Damnation. The fairy was correct. All he had to do was wait for Quinn to sleep.

Every minute until then would be agonizing.

He blew out a breath. “I believe you’re right.”

“And my work here is done. Give creampuff a kiss for me.” Gwen slipped by, headed up the trail. She stopped and pivoted, her gaze flicking to Braden. “Want me to take the kid along? There’s no safer place than with two V’alkara-dreamcaster matches.”

He hesitated. Only minutes ago, he would’ve never considered it, but he’d heard rumors of the new White’s compassion, discussed with contempt among the Crows. He’d seen Black with his dreamcaster, how she tempered his violence. He’d met Blue’s dreamcaster, Ella, and had helped her. Twice. If he could trust anyone there, it would be her.

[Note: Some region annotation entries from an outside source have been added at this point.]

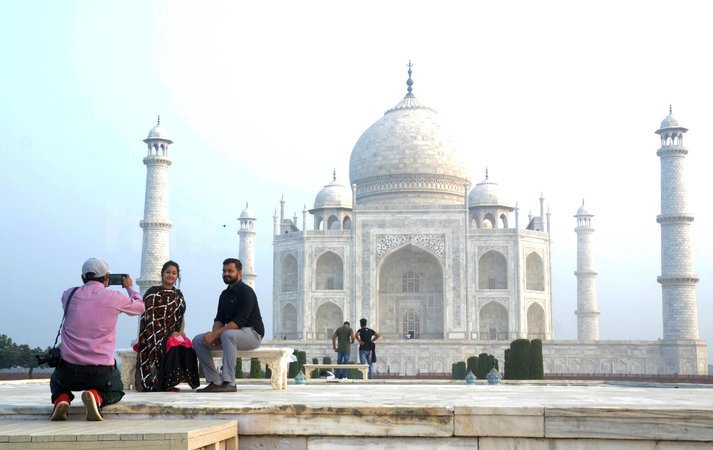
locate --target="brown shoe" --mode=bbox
[50,401,69,422]
[210,381,238,392]
[82,391,104,422]
[196,383,217,392]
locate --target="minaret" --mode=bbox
[656,107,699,341]
[574,200,599,341]
[136,116,173,294]
[238,203,257,289]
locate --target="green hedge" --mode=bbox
[250,358,263,378]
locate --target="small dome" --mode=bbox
[146,125,171,141]
[314,178,352,209]
[575,200,594,217]
[661,114,681,129]
[468,177,508,208]
[240,203,255,220]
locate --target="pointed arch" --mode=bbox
[314,302,344,339]
[280,303,298,339]
[314,252,344,291]
[280,255,298,292]
[525,252,545,291]
[377,244,445,339]
[527,303,545,339]
[478,250,508,289]
[327,215,341,230]
[478,302,510,341]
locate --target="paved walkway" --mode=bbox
[0,380,713,449]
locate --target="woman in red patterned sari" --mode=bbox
[136,261,200,391]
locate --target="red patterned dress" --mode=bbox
[136,286,200,391]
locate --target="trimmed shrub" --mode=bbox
[530,339,545,380]
[453,361,468,380]
[508,339,530,380]
[465,356,480,378]
[287,349,300,378]
[473,353,490,380]
[250,358,262,378]
[295,352,307,375]
[312,358,319,378]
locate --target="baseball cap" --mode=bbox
[82,258,109,278]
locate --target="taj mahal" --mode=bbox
[138,65,708,375]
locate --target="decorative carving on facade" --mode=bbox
[376,234,446,262]
[312,247,344,261]
[476,245,510,259]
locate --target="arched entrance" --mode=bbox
[377,244,444,339]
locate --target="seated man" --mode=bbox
[193,258,265,392]
[50,258,144,421]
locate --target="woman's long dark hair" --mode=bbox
[161,259,181,286]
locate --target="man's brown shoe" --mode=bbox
[196,383,217,392]
[50,401,69,422]
[82,391,104,422]
[211,381,238,392]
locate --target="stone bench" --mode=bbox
[117,347,294,389]
[304,363,369,380]
[210,347,294,389]
[0,414,238,450]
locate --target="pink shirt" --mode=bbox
[62,281,144,366]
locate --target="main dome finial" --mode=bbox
[406,59,413,97]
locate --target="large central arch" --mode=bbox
[377,244,445,339]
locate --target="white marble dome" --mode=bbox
[661,114,681,129]
[240,203,255,220]
[314,178,352,209]
[349,87,468,204]
[145,118,173,143]
[468,177,510,208]
[577,200,593,217]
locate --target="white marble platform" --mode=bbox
[0,380,713,450]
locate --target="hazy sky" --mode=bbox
[0,1,713,362]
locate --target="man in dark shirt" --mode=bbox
[193,258,265,392]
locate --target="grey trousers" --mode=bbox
[193,327,262,384]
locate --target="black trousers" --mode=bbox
[50,361,124,406]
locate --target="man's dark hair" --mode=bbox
[223,258,243,270]
[82,272,109,284]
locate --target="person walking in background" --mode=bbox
[136,261,200,391]
[356,319,381,379]
[50,258,144,421]
[332,322,354,379]
[193,258,265,392]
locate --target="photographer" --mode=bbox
[50,258,144,421]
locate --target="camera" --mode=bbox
[35,347,62,367]
[109,273,128,286]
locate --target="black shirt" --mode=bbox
[214,280,265,337]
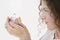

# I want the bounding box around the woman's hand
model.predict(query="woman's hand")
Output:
[5,17,31,40]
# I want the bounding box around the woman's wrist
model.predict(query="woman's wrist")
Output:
[19,35,31,40]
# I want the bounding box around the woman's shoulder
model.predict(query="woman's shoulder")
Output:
[40,30,54,40]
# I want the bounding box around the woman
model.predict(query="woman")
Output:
[6,0,60,40]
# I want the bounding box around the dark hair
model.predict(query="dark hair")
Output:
[46,0,60,28]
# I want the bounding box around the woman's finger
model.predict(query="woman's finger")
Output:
[15,17,25,28]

Zaire ruffled Braden’s greasy hair and knelt to look him in the eyes. “Getting Quinn back will be dangerous, and I don’t want you near the Crows again.”

Tears shone in Braden’s eyes and his throat bobbed.

“I’ll come for you, you know that.”

Braden nodded and flung his arms around Zaire’s neck. It was enough to make his heart expand, breaking up the ice still caging it.

He met Gwen’s gaze and eased free of Braden’s hold. “Take him to Ella. Vow it.”

“So it shall be done.” Gwen rolled her eyes, but smiled at Braden, hiding her teeth. “Let’s go.” She waited until he caught up and then waggled her fingers in farewell. “See you on the other side, Demon Master.”

“You’ll pay for that, fairy.”

Her responding giggle did nothing to calm his unease. Now, to wait for Quinn to dream.